First note that by using the change of base formula
#log_9x=(log_3x)/(log_3"9")=(log_3x)/2#.
Therefore
#2log_9x=log_3x#, and
#log_3x=log_9x^2#.
So we can transform
#log_3(sqrt(x)+abs(sqrt(x)-1))=log_9(4sqrt(x)-3+4abs(sqrt(x)-1))#
to
#log_9(sqrt(x)+abs(sqrt(x)-1))^2=log_9(4sqrt(x)-3+4abs(sqrt(x)-1))#.
Since the logarithm is a function, if the logs are equal then their arguments are equal.
#(sqrt(x)+abs(sqrt(x)-1))^2=4sqrt(x)-3+4abs(sqrt(x)-1)#
Because of the absolute value expressions, there are two cases here - when #x>=1# and when #0<=x<1#.

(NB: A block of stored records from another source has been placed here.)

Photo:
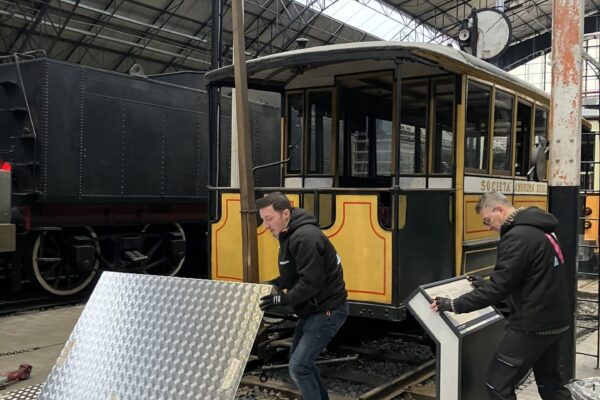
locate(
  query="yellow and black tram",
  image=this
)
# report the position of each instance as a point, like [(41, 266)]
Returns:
[(390, 145)]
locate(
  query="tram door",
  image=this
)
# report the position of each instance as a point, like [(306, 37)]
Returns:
[(418, 216)]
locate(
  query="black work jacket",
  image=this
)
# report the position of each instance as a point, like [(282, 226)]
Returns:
[(309, 267), (529, 272)]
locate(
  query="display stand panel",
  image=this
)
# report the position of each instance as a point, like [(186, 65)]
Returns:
[(465, 342)]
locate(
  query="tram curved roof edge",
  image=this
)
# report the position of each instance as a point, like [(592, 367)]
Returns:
[(378, 50)]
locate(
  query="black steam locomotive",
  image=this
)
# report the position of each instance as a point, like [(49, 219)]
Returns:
[(107, 172)]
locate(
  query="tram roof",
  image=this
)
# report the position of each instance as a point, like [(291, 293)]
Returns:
[(276, 70)]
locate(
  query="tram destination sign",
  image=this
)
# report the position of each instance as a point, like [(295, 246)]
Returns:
[(478, 184)]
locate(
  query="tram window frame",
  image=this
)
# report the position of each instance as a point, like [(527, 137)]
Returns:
[(422, 147), (486, 146), (543, 110), (326, 166), (526, 136), (508, 153), (299, 142), (535, 143), (436, 158)]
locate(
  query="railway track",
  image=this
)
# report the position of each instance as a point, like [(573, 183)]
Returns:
[(14, 305), (366, 372)]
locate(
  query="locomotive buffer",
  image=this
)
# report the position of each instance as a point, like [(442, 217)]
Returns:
[(465, 342)]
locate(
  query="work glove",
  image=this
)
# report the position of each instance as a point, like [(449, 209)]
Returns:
[(444, 304), (476, 281), (273, 282), (272, 300)]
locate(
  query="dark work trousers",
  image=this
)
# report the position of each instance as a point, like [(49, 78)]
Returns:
[(310, 338), (518, 352)]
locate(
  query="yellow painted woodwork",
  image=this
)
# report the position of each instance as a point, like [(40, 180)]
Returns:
[(226, 243), (591, 202), (364, 247), (530, 201)]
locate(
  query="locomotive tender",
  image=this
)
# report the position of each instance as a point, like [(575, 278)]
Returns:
[(109, 172)]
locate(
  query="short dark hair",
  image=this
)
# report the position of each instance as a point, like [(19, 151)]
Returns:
[(490, 200), (278, 200)]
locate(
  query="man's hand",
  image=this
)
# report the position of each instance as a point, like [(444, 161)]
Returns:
[(272, 300), (476, 281), (441, 304)]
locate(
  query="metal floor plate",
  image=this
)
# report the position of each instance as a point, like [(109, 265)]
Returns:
[(154, 337)]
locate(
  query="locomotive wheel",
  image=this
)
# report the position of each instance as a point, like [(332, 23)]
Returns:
[(51, 265), (157, 249)]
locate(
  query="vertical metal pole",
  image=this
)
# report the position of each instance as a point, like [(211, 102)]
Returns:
[(565, 133), (249, 237), (214, 107)]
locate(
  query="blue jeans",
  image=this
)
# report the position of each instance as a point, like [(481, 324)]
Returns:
[(310, 338)]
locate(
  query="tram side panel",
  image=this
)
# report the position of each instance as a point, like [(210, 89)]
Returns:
[(425, 240)]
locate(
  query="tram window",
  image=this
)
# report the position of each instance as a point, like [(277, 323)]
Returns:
[(523, 138), (383, 138), (365, 129), (320, 132), (476, 127), (443, 135), (359, 144), (502, 139), (413, 129), (295, 112), (541, 127)]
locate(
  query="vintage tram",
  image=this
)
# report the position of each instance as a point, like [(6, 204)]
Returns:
[(390, 145)]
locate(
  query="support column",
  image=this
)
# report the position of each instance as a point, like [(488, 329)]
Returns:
[(249, 237), (565, 133)]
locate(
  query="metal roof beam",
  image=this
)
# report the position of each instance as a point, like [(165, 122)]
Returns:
[(96, 47), (96, 20), (267, 26), (136, 50), (306, 25), (29, 28), (285, 28), (522, 52)]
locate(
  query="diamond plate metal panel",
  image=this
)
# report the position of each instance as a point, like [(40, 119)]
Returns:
[(153, 337)]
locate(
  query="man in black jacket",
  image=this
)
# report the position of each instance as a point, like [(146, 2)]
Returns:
[(310, 272), (530, 274)]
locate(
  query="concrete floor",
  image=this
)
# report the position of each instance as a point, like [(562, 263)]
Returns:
[(50, 329)]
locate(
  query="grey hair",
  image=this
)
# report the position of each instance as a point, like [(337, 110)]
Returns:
[(491, 200)]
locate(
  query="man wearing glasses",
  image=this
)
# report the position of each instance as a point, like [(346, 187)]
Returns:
[(530, 275)]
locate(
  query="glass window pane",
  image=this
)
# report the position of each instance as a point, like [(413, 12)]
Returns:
[(476, 127), (320, 132), (413, 130), (383, 138), (365, 129), (359, 144), (501, 145), (295, 112), (443, 135), (541, 127), (523, 138)]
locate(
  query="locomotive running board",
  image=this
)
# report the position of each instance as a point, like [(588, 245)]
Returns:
[(155, 337)]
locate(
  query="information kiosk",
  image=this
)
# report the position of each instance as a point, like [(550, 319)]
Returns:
[(465, 342)]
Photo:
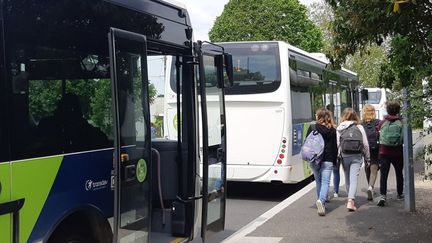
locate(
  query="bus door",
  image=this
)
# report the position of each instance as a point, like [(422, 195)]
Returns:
[(130, 103), (211, 84)]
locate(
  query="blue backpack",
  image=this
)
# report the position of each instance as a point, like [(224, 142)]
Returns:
[(313, 147)]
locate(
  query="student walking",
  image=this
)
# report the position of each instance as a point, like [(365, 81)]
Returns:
[(323, 136), (370, 125), (390, 150), (352, 145)]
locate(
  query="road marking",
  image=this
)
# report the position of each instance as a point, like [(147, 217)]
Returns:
[(178, 240), (251, 239), (240, 235)]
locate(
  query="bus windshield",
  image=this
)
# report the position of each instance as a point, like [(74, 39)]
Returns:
[(256, 68), (374, 97)]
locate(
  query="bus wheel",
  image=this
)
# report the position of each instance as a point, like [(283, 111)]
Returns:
[(71, 234)]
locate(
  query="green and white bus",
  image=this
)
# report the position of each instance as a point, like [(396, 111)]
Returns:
[(77, 162)]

When #x>=1# we can ignore the absolute value signs and write
#(2sqrt(x)-1)^2=4sqrt(x)-3+4(sqrt(x)-1)#
#4x-4sqrt(x)+1=8sqrt(x)-7#
#4x-12sqrt(x)+8=0#
#x-3sqrt(x)+2=0#
#(sqrt(x)-2)(sqrt(x)-1)=0#
#sqrt(x)=2# and #sqrt(x)=1# which means that #x=4#, and #x=1# are both solutions. In fact, if we plug these values for #x# back into the original equation, we can see that both of these values work.
For #x=1#
#log_3(sqrt(1)+abs(sqrt(1)-1))=log_9(4sqrt(1)-3+4abs(sqrt(1)-1))#
#log_3(1)=log_9(1)#
#0=0#.
For #x=4#
#log_3(sqrt(4)+abs(sqrt(4)-1))=log_9(4sqrt(4)-3+4abs(sqrt(4)-1))#
#log_3(3)=log_9(9)#
#1=1#.
Now for when #0<=x<1#, we can rewrite the equation as
#(sqrt(x)-sqrt(x)+1))^2=4sqrt(x)-3+4(-sqrt(x)+1)#
#1=1#
Because this is ALWAYS true, there are an infinite number of solutions between and including 0 and 1.